The appellant assessee was a major shareholder in a private limited company and was also a major participant in a Trust. The Trust availed finance from the private limited company. The same is deemed to be dividend under Section 2(22)(e) of the Income Tax Act, 1961 (the Act) and the said amount were taxed in the hands of the assessee.
The question raised before the Hon’ble High Court was as to whether the assessee would be liable to tax for the said advance amounts at his hands.
The Hon’ble High Court observed that definitely, the assessee had a beneficial interest in the Trust which established the College and which used the advance paid to the assessee. There was also no dispute that the assessee was a major shareholder in the Private Limited Company which made the advance. Thus All the ingredients available in Section 2(22)(e) of the Act were attracted.
The assessee contended that the deemed dividend could not be taxed at the hands of the receiver. The dividend income having been exempted under Section 10(34); even if the amounts advanced were deemed to be dividend, the provision of exemption had to be given effect. At best, the dividend could be taxed as profits of the Company, which had already been done since the advanced amounts were from the accumulated profits. An additional tax under Section 115(O) can be levied on the payee Company and no tax can be levied on the receiver.
The Revenue, on the other hand, relied on Section 115(O) and contended that only those amounts, which are levied with additional income tax under Section 115(O) would be excluded under Section 10(34). It was pointed out that the explanation available in Chapter XXII(d) provides that the expression “dividends” not include sub-clause (e) of section 22.
The Hon’ble High Court observed that the exemption available from total income, as per Section 10(34), is on ‘any income by way of dividends referred to in Section 115(O)’. Section 115(O) specifically speaks of an additional income tax being levied on the amounts disbursed as dividend by a Company. What is exempted from being included in the total income is that amount disbursed by a Company as dividend, which has been taxed under Section 115(O).
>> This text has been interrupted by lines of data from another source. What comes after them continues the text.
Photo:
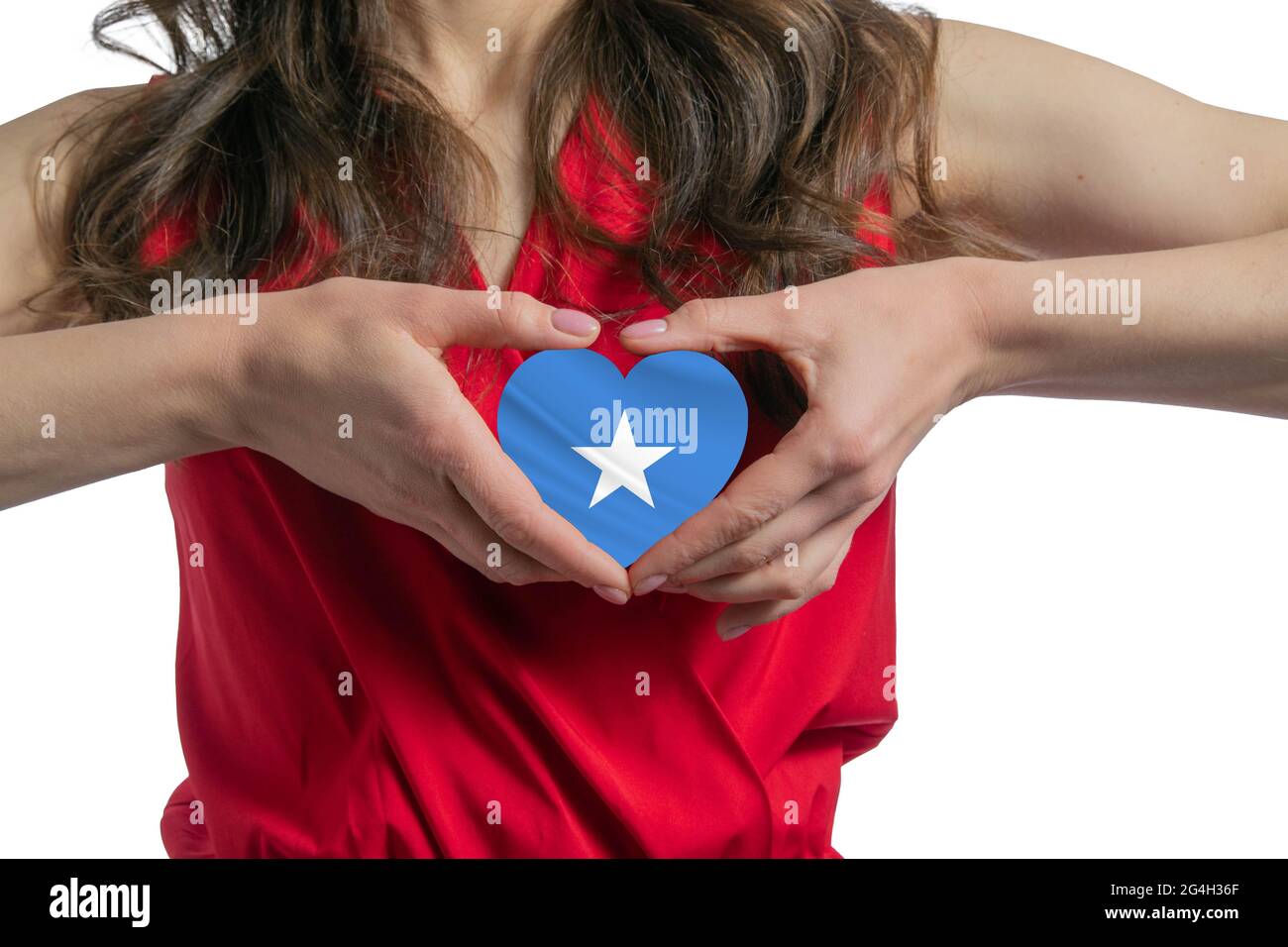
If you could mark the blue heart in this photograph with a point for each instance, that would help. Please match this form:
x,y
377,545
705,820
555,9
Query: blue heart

The Hon’ble High Court observed that the explanation puts it beyond any pale of doubt and excludes sub-Clause (e) of Section 2(22) from the expression of dividend for the purposes of Chapter XII-D [containing Section 115(O) to 115(Q)]. Prior to sub-section (34) of Section 10 dividend was taxable as income in the hands of the recipient. Only in the context of non additional tax being levied on the Company, declaring and paying dividend, that exemption was granted to the recipient-shareholder.
The Hon’ble High Court opined that in the instant case, deemed dividends were not exempted since there was no payment of additional tax under Section 115(O). The revenue was right in contending that the exclusion under Section 10(34) would be applicable only for the amounts, which had suffered tax under Section 115(O).
The question of law was answered in favour of the Revenue and against the assessee.